55.黄と赤と黒
サギヨシ鳥を食用の部位とそれ以外に分けて、いつものように土魔法で穴を開けて食用に適さない方を埋める。取れた魔石は淡い緑色をしていて、小さいが透明度が高く質の良い物だった。それなりの金額が付きそうなので、これだけはギルドに持ち込んで買い取ってもらっても良さそうだった。
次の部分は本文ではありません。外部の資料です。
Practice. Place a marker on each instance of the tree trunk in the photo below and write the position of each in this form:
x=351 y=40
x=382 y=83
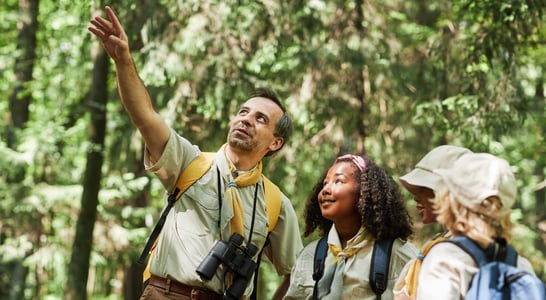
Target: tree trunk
x=20 y=97
x=81 y=250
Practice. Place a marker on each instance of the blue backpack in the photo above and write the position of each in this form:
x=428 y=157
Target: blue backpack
x=502 y=279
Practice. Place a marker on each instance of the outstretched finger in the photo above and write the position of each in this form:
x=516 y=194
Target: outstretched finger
x=102 y=24
x=114 y=19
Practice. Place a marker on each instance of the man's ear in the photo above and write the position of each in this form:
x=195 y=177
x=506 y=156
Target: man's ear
x=276 y=144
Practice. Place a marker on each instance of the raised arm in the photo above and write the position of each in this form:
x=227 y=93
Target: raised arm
x=132 y=91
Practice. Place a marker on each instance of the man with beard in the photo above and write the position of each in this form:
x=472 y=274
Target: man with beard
x=228 y=199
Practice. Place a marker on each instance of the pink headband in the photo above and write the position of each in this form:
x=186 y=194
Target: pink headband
x=357 y=160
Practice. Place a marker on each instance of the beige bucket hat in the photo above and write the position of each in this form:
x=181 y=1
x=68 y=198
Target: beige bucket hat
x=440 y=157
x=475 y=177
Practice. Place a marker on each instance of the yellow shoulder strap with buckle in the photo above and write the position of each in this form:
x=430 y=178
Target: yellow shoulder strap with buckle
x=196 y=169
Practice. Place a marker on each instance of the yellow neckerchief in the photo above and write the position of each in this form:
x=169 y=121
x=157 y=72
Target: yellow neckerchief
x=413 y=271
x=243 y=180
x=331 y=283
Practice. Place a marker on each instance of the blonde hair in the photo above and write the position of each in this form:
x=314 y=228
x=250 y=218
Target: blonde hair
x=481 y=226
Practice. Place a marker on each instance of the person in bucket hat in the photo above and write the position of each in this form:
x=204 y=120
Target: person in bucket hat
x=474 y=200
x=422 y=183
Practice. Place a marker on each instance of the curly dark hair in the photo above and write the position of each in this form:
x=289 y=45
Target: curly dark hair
x=383 y=211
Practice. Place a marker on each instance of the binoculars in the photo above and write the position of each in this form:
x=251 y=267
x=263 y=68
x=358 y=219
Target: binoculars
x=237 y=259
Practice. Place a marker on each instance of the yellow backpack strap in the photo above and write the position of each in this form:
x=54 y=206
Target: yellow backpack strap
x=273 y=201
x=195 y=170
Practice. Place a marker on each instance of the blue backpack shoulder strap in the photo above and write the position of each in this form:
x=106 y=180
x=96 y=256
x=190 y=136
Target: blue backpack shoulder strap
x=318 y=263
x=379 y=270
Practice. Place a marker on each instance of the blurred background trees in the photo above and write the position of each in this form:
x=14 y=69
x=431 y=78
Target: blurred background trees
x=389 y=79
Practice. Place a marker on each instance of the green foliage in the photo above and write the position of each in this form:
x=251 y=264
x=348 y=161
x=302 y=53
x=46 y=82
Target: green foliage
x=389 y=79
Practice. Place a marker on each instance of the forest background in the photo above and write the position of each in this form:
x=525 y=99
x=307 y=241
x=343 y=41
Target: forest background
x=389 y=79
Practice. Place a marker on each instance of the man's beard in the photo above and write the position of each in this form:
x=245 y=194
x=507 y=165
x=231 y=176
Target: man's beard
x=240 y=144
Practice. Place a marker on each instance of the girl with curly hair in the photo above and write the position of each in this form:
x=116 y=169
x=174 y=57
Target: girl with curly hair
x=354 y=204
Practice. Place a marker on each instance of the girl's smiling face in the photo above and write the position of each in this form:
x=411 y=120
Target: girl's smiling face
x=339 y=196
x=423 y=197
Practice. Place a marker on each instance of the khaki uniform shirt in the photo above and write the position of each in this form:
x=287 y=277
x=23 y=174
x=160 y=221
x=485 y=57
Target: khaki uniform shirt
x=356 y=275
x=195 y=222
x=447 y=271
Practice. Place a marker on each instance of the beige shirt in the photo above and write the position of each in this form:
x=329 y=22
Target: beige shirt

持参して来た油紙に包んでから布の袋に入れる。クロヴァス領に生息している個体より二回り程小さいが、それでも解体すれば二抱えくらいになりそうな量の肉になる。
「レンさん、氷出すから砕いてもらえる?」
「うん、いいよ」
ユリが少し離れた場所に魔法で氷の塊を出現させた。氷魔法は制御が苦手と言うことで、レンドルフより大きな氷塊を出してしまった。しかし、レンドルフはそれをものともせずに、手にした短剣の柄の部分でガンガンと砕いて、細かくしたものを肉と共に袋の中に入れた。更に布で上から巻き付けたので、これで持ち帰る間くらいは鮮度を保てるだろう。普段なら弱いが保冷の付与が付いている袋に入れるのだが、ユリの圧縮の魔道具は付与付きの道具を入れることは出来ないのだ。
「重さは大丈夫?」
「これくらいなら全然」
保冷対策をした肉を受け取って、ユリは箱形の圧縮の魔道具の中に入れる。物質を圧縮して小さくしているので、重さは元の重さから縮めた大きさに比例したものに小さく変化する。空間魔法の場合は重さの影響を受けないが、こちらの圧縮魔法は多少重さの影響を受ける。
「じゃあ花の採取に行こう。待たせてごめん」
「ううん。花は逃げないし」
お互いに身体強化は使えるので、そのままジャンプして軽々と段差を越えて水が落ちて来る一番上に到達する。
「わあ…」
下からは見えなかったが、上に到達するとかなりの面積でジギスの花が咲いていた。黒に近い色ではあるが、しかし黒と言うよりはやはり紫の部類に入るだろう。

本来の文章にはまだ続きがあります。